Everyone’s favourite innocently offensive Kazakh journalist, Borat has a beguiling mo framing his cheeky grin as he flummoxes politicians and members of the public on his trip across the USA. The genius of Borat as a comic creation is that he genuinely doesn’t realise he’s said anything wrong. Coen does – he’s trying to either provoke a reaction from an interviewee or mock them for not picking up on something really offensive that has been said. Sometimes he just needs to stay quiet and let the American interviewees do the offending on their own, like in the infamous scene where he hitchhikes with some borderline white supremacist students. Borat is like a child, with a child’s innocence and lack of filter, and wrapping a great big moustache around his toothy, immature child’s smile will never not be funny.




5. Francis Begbie (Robert Carlyle) – Trainspotting (1996) / T2: Trainspotting (2017)

T2 Trainspotting Begbie

A Scottish psychopath who proves the old adage that it’s the little ones you’ve got to be wary of.

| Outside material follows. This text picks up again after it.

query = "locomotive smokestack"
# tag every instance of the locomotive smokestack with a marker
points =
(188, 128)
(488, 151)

He has a moustache seemingly as a distraction, so you’re looking at that instead of his mad eyes or his pair of hands that are in all likelihood reaching for a glass to smash over your head. Begbie probably didn’t put much thought into his look – he just is – but he certainly benefits from it. As terrifying to his friends as he is to those who cross him, it’s his sheer unpredictability that is most terrifying, and people who underestimate a small man with a moustache make him truly dangerous. As detestable as he is, Begbie could be seen as a tragic and lonely figure, especially in T2: Trainspotting which features a brief flashback featuring his deadbeat dad (also Carlyle, also rocking bad facial hair) suggesting that old Franco has likely been dealing with his mountain of issues since childhood.


4. Daniel Plainview (Daniel Day-Lewis) – There Will Be Blood (2007)

Daniel Plainview There Will Be Blood

An increasingly unstable and dangerous oil baron, Daniel Plainview is a dark distortion of the American Dream. Mr Plainview has facial hair as immovable as an oil pump. He doesn’t start off entirely stable, but he dresses the part and certainly keeps it better hidden (and has fewer opportunities to go over the edge) when he’s busy keeping his oil pumping and his wealth accumulating. Plainview brings wealth and a booming industry to his town but also saps his fellow man like a particularly aggressive parasite. His sturdy hard-working man’s moustache greys and becomes disheveled in time with the fracturing of his fragile psyche, as his real mark on the world becomes more about the red stuff than the black or green.